The following example command asks to transfer the file “file.bin” using 100 worker threads and a buffer capacity of 100 messages. The three arguments (w, b, and m) are optional.
$ ./client -w 100 -b 100 -f test.bin -m 256
It is important to note the difference between the b and the m flag. The b flag indicates the size of the request buffer (a BoundedBuffer object), whereas the m flag indicates the maximum capacity that the server can respond to the client through the communication channels.
Implementing the BoundedBuffer
BoundedBuffer must use an STL queue of items to maintain the First-In-First-Out order. Each item in the queue must be type-agnostic and binary-data-capable, which means you cannot use std::string. Either std::vector<char> or some other variable-length data structure would be needed.
The BoundedBuffer class needs 2 synchronization primitives: a mutex and two condition variables.

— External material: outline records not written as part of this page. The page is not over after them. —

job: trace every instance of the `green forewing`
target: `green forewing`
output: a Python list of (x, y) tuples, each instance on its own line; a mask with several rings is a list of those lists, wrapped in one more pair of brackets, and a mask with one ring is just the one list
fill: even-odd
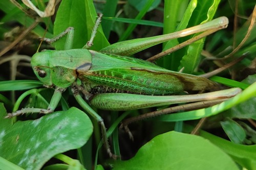
[(103, 86), (146, 94), (207, 89), (214, 85), (207, 79), (170, 71), (138, 59), (90, 51), (90, 70), (79, 76), (90, 87)]

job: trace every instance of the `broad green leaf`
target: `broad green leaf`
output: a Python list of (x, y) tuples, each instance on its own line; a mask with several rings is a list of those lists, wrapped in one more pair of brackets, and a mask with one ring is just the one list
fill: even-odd
[(243, 144), (246, 137), (245, 131), (237, 123), (228, 119), (224, 122), (221, 122), (221, 125), (230, 140), (235, 143)]
[(42, 86), (42, 83), (37, 80), (9, 80), (0, 81), (0, 91), (22, 90)]
[(200, 131), (200, 134), (221, 149), (243, 167), (247, 169), (256, 169), (255, 144), (245, 145), (234, 143), (202, 130)]
[(1, 169), (15, 169), (15, 170), (24, 170), (24, 168), (17, 166), (12, 162), (3, 158), (0, 156), (0, 168)]
[[(69, 27), (74, 27), (75, 34), (73, 48), (82, 48), (89, 40), (97, 14), (92, 0), (62, 1), (57, 12), (54, 23), (54, 36), (65, 31)], [(63, 50), (66, 38), (55, 42), (56, 50)], [(98, 28), (92, 50), (99, 50), (109, 45), (101, 27)]]
[[(147, 12), (150, 11), (155, 8), (157, 8), (159, 4), (160, 3), (161, 1), (160, 0), (155, 0), (154, 3), (150, 7), (150, 9), (147, 10)], [(140, 11), (142, 10), (143, 8), (146, 5), (146, 3), (148, 3), (148, 0), (141, 0), (141, 1), (137, 1), (137, 0), (128, 0), (128, 3), (131, 6), (135, 8), (138, 11)]]
[(208, 140), (169, 132), (154, 138), (127, 161), (113, 162), (113, 169), (239, 169), (232, 159)]
[(74, 107), (12, 126), (6, 111), (0, 114), (0, 156), (26, 169), (39, 169), (54, 155), (81, 147), (93, 131), (88, 116)]

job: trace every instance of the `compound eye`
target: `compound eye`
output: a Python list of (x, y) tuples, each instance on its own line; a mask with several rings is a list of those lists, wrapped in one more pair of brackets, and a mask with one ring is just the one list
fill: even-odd
[(40, 69), (38, 71), (38, 76), (40, 78), (44, 78), (46, 77), (46, 72), (44, 71), (43, 70)]

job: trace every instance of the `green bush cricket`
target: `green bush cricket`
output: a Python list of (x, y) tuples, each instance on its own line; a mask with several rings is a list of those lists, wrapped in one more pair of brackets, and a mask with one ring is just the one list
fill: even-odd
[[(226, 27), (227, 21), (225, 17), (217, 19), (218, 21), (212, 21), (198, 26), (200, 29), (193, 28), (167, 35), (123, 41), (100, 52), (87, 50), (92, 44), (101, 16), (100, 15), (96, 21), (91, 39), (83, 48), (72, 49), (74, 31), (72, 28), (68, 28), (52, 39), (45, 39), (52, 42), (68, 34), (64, 51), (44, 51), (34, 55), (31, 60), (32, 68), (37, 78), (47, 87), (55, 87), (50, 104), (47, 109), (23, 109), (9, 113), (7, 117), (26, 113), (52, 113), (60, 101), (62, 92), (71, 87), (78, 103), (101, 125), (103, 140), (108, 153), (112, 157), (103, 119), (84, 101), (81, 93), (89, 103), (99, 108), (127, 110), (215, 100), (214, 103), (208, 104), (210, 105), (241, 91), (239, 88), (232, 88), (200, 94), (167, 95), (184, 91), (210, 90), (216, 85), (204, 77), (168, 70), (149, 61), (125, 57), (169, 39), (195, 33), (194, 31), (203, 32), (211, 29), (205, 32), (206, 34), (210, 34), (212, 30), (216, 31)], [(216, 28), (212, 29), (214, 27)], [(197, 39), (196, 38), (186, 43)], [(180, 47), (180, 45), (172, 50)], [(161, 95), (163, 96), (160, 96)], [(157, 114), (158, 112), (155, 112), (154, 115)]]

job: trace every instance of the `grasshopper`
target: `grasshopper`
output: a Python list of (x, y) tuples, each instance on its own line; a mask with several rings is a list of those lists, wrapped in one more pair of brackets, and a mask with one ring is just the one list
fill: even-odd
[[(113, 44), (100, 52), (89, 50), (101, 16), (99, 15), (91, 39), (82, 48), (72, 49), (74, 31), (72, 28), (69, 28), (53, 39), (45, 39), (52, 42), (68, 34), (65, 50), (45, 50), (32, 57), (31, 66), (38, 79), (46, 86), (55, 88), (50, 104), (47, 109), (25, 108), (8, 113), (7, 117), (26, 113), (52, 113), (60, 101), (61, 93), (71, 87), (78, 103), (100, 124), (103, 139), (111, 157), (113, 155), (107, 142), (103, 119), (84, 101), (81, 94), (88, 103), (100, 109), (127, 110), (226, 99), (241, 91), (239, 88), (233, 88), (200, 94), (171, 95), (183, 91), (210, 90), (216, 84), (204, 77), (170, 71), (149, 61), (125, 56), (172, 38), (194, 33), (195, 29), (151, 37), (145, 45), (141, 39)], [(225, 28), (227, 19), (218, 19), (221, 25), (217, 27)], [(208, 23), (199, 27), (202, 29), (199, 31), (204, 31), (211, 25)], [(115, 51), (116, 46), (119, 48)]]

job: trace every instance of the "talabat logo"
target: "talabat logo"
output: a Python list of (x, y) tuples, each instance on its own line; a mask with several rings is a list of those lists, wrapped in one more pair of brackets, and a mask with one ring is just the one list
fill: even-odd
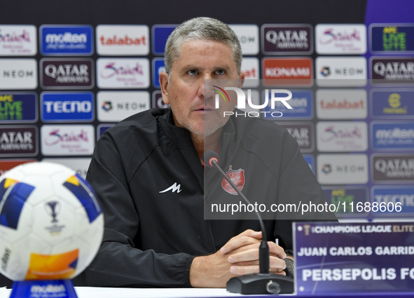
[(85, 179), (85, 177), (86, 177), (88, 168), (89, 168), (89, 164), (90, 163), (90, 158), (88, 157), (69, 158), (46, 158), (42, 159), (42, 161), (48, 161), (49, 163), (55, 163), (66, 165), (69, 168), (74, 170), (76, 173)]
[(39, 30), (42, 55), (93, 54), (92, 26), (43, 25)]
[(414, 83), (414, 58), (371, 58), (373, 84)]
[(372, 156), (373, 181), (414, 182), (414, 156), (384, 154)]
[(0, 90), (36, 89), (37, 61), (34, 59), (0, 59)]
[(243, 55), (258, 54), (258, 27), (256, 25), (230, 25), (237, 36)]
[(374, 150), (414, 151), (414, 123), (372, 122)]
[(368, 127), (362, 121), (319, 121), (316, 126), (317, 149), (322, 152), (368, 149)]
[(369, 29), (372, 53), (375, 54), (414, 53), (414, 25), (371, 24)]
[(365, 90), (318, 89), (316, 113), (319, 119), (364, 119), (368, 114)]
[[(382, 212), (375, 212), (375, 216), (406, 217), (414, 214), (414, 188), (404, 187), (374, 187), (372, 190), (372, 202), (385, 205)], [(399, 203), (401, 210), (396, 212), (392, 205)], [(384, 210), (385, 209), (385, 210)]]
[(99, 91), (97, 95), (99, 121), (118, 122), (150, 107), (147, 91)]
[[(230, 102), (230, 99), (228, 96), (228, 94), (226, 90), (233, 90), (237, 94), (237, 106), (238, 109), (246, 109), (246, 94), (244, 92), (237, 87), (224, 87), (224, 89), (219, 87), (217, 86), (212, 86), (212, 90), (216, 92), (215, 94), (215, 109), (220, 108), (220, 100), (224, 100), (224, 102)], [(287, 96), (284, 97), (276, 97), (275, 95), (280, 95), (283, 94)], [(247, 89), (247, 104), (249, 107), (253, 109), (255, 111), (248, 111), (244, 113), (237, 113), (233, 111), (225, 111), (223, 112), (223, 116), (226, 117), (226, 116), (230, 115), (235, 115), (236, 117), (237, 116), (244, 116), (244, 117), (251, 117), (251, 118), (260, 118), (261, 115), (263, 117), (275, 117), (279, 118), (282, 117), (283, 115), (282, 113), (280, 111), (257, 111), (256, 110), (260, 110), (261, 109), (263, 109), (268, 106), (269, 104), (269, 100), (270, 101), (270, 107), (272, 109), (275, 109), (275, 104), (277, 102), (281, 102), (287, 109), (292, 109), (292, 107), (289, 105), (287, 102), (287, 100), (289, 100), (292, 97), (292, 93), (290, 92), (289, 90), (285, 89), (271, 89), (270, 92), (269, 92), (268, 89), (265, 90), (265, 100), (263, 104), (255, 104), (251, 99), (251, 90)], [(220, 100), (222, 98), (223, 100)]]
[(97, 85), (101, 88), (136, 89), (149, 87), (149, 60), (146, 58), (99, 58)]
[(262, 63), (265, 86), (313, 85), (312, 58), (263, 58)]
[(310, 25), (265, 24), (261, 27), (264, 55), (310, 55), (313, 27)]
[[(286, 107), (282, 101), (275, 102), (275, 109), (271, 109), (269, 105), (264, 108), (265, 111), (280, 111), (283, 116), (277, 120), (310, 119), (313, 118), (313, 95), (311, 90), (292, 90), (292, 98), (289, 104), (291, 109)], [(282, 97), (283, 94), (277, 95)], [(268, 95), (270, 97), (271, 95)], [(265, 95), (263, 95), (265, 98)], [(269, 114), (265, 114), (264, 117), (272, 119)]]
[(393, 89), (371, 93), (372, 116), (382, 118), (414, 118), (414, 91)]
[(35, 26), (0, 25), (0, 56), (34, 56), (36, 53)]
[(92, 89), (93, 60), (88, 58), (43, 58), (41, 85), (45, 89)]
[(323, 187), (322, 189), (328, 203), (338, 206), (338, 212), (335, 212), (336, 216), (347, 217), (368, 213), (364, 210), (362, 212), (358, 212), (355, 208), (358, 203), (364, 203), (368, 201), (368, 189), (366, 188)]
[(368, 182), (366, 154), (319, 154), (317, 180), (322, 184), (364, 184)]
[(144, 25), (99, 25), (96, 28), (99, 55), (142, 55), (149, 53), (149, 28)]
[(364, 57), (318, 57), (315, 60), (317, 84), (322, 87), (364, 86)]
[(318, 24), (315, 30), (318, 54), (366, 52), (366, 27), (363, 24)]
[(0, 93), (0, 123), (37, 121), (35, 93)]
[(243, 88), (256, 88), (260, 85), (258, 59), (256, 57), (243, 57), (241, 71), (244, 73)]
[(44, 125), (41, 128), (44, 156), (91, 155), (95, 146), (91, 125)]
[(44, 122), (90, 122), (95, 118), (93, 93), (43, 92), (41, 95)]
[(34, 156), (37, 154), (37, 127), (0, 127), (0, 156)]
[(97, 128), (97, 141), (98, 140), (99, 140), (99, 137), (101, 137), (101, 136), (102, 135), (102, 133), (104, 133), (104, 132), (106, 132), (107, 130), (109, 130), (109, 128), (111, 128), (112, 126), (113, 126), (115, 124), (114, 123), (109, 123), (109, 124), (99, 124)]

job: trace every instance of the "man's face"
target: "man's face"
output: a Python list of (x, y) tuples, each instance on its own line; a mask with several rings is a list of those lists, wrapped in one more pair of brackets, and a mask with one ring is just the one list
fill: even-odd
[[(214, 91), (211, 88), (205, 90), (205, 80), (232, 80), (234, 85), (237, 79), (240, 83), (234, 86), (242, 88), (244, 74), (239, 78), (228, 46), (209, 40), (187, 41), (180, 49), (179, 58), (172, 63), (170, 82), (167, 74), (160, 75), (163, 100), (171, 106), (176, 126), (207, 136), (226, 124), (228, 117), (224, 118), (223, 111), (233, 111), (237, 99), (235, 93), (230, 92), (229, 95), (235, 93), (233, 100), (232, 97), (230, 102), (221, 100), (220, 109), (215, 109)], [(206, 86), (210, 82), (206, 81)]]

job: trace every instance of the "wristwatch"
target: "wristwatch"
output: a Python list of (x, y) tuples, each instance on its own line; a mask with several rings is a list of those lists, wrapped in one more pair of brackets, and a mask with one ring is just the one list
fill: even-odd
[(295, 276), (295, 269), (294, 269), (295, 262), (289, 257), (287, 257), (286, 259), (283, 259), (283, 260), (286, 263), (286, 269), (284, 270), (284, 271), (286, 272), (287, 276), (290, 276), (292, 278), (294, 278), (295, 277), (294, 276)]

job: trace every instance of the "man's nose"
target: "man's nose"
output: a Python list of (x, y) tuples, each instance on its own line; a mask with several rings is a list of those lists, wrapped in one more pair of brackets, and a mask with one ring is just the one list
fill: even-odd
[(202, 80), (198, 88), (198, 95), (201, 97), (214, 96), (212, 90), (213, 79), (211, 74), (207, 73), (202, 76)]

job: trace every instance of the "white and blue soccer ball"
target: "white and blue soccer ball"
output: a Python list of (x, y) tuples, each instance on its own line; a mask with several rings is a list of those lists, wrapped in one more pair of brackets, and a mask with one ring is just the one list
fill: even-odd
[(73, 170), (25, 163), (0, 177), (0, 273), (13, 280), (72, 278), (101, 245), (104, 216)]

You should not need any other data structures or types. Use std::mutex from the standard C++ library as your mutex and std::condition_variable from the standard C++ library as your condition variable. You will need one condition variable for guarding overflow and another one for guarding underflow.
The following procedure shows how the producer and consumer threads coordinate interaction through the BoundedBuffer:
Each producer thread waits for the buffer to get out of overflow (i.e., buffer size is less then the maximum) before pushing a request item. It also notifies the consumer threads (i.e., worker threads) through the condition variable guarding underflow that data is now available. This wakes up all waiting consumer threads (if any) one at a time.
Each consumer thread waits for the buffer to get out of underflow (i.e. buffer size is non-zero) before popping an item. It also notifies the producer threads through the condition variable guarding overflow that there is space to push requests. This wakes up all waiting producer threads (if any) one at a time.
HistogramCollection and Histogram Classes (Only for data point transfers)
The Histogram Class represents a histogram for a particular patient defined by the number of bins between a start and end value. This start and end value should be defined such that it covers the range of the ecg values for any patient.
For example, if we wanted to instantiate a Histogram for a particular patient with 10 bins, of range -2 (start) to 2 (end) we would:
Histogram* histogram = new Histogram(10, -2, 2);
A HistogramCollection object stores each Histogram object (for p patients). In the starter code, you will see Histogram objects being added to a HistogramCollection object using the add(...) function. You will need to use the update(...) function to update the Histogram corresponding to person p with an ecg value. The print function would print the p Histograms to stdout if you implement your functionality correctly.